David had spent seventeen years feeling alone. The subtle disappointment of his parents that their son might be precocious, but was also awkward, timid. Melissa was a wonderful big sister, but she didn't see the point of writing poetry. Even the others doing classics at school couldn't understand why he was so obsessed with the Greeks.
People understood obsession at Oxford. At the Principal's sherry party, he'd met a tall, solid boy, with a fancy waistcoat and an odd name: Mycroft.
"I'm doing PPE," Mycroft said. "Mainly for the politics.
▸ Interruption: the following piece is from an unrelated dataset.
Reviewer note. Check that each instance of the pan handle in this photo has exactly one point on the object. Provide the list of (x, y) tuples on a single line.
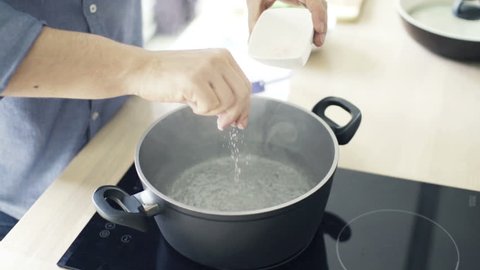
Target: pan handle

The economics is straightforward, but tedious, and I've never really seen the point of philosophy."
"To show you how to lead a good life," he'd replied, all his diffidence vanishing. "How can you achieve anything in politics unless you know what's ultimately important?"
"Greatest good of the greatest number."
"That presumes you know what 'good' means."
They'd spent most of the afternoon arguing in David's tiny room, with the small wall heater that could barely heat a small wall. It didn't matter, in their absorption with ideas they struggled clumsily to express: the social contract, truth and beauty, democracy, what happiness really was.
"Friendship," said David. "The meeting of minds, souls. It's all in Plato." And wondered, daringly, whether some day he could tell Mycroft what Plato said about the beloved.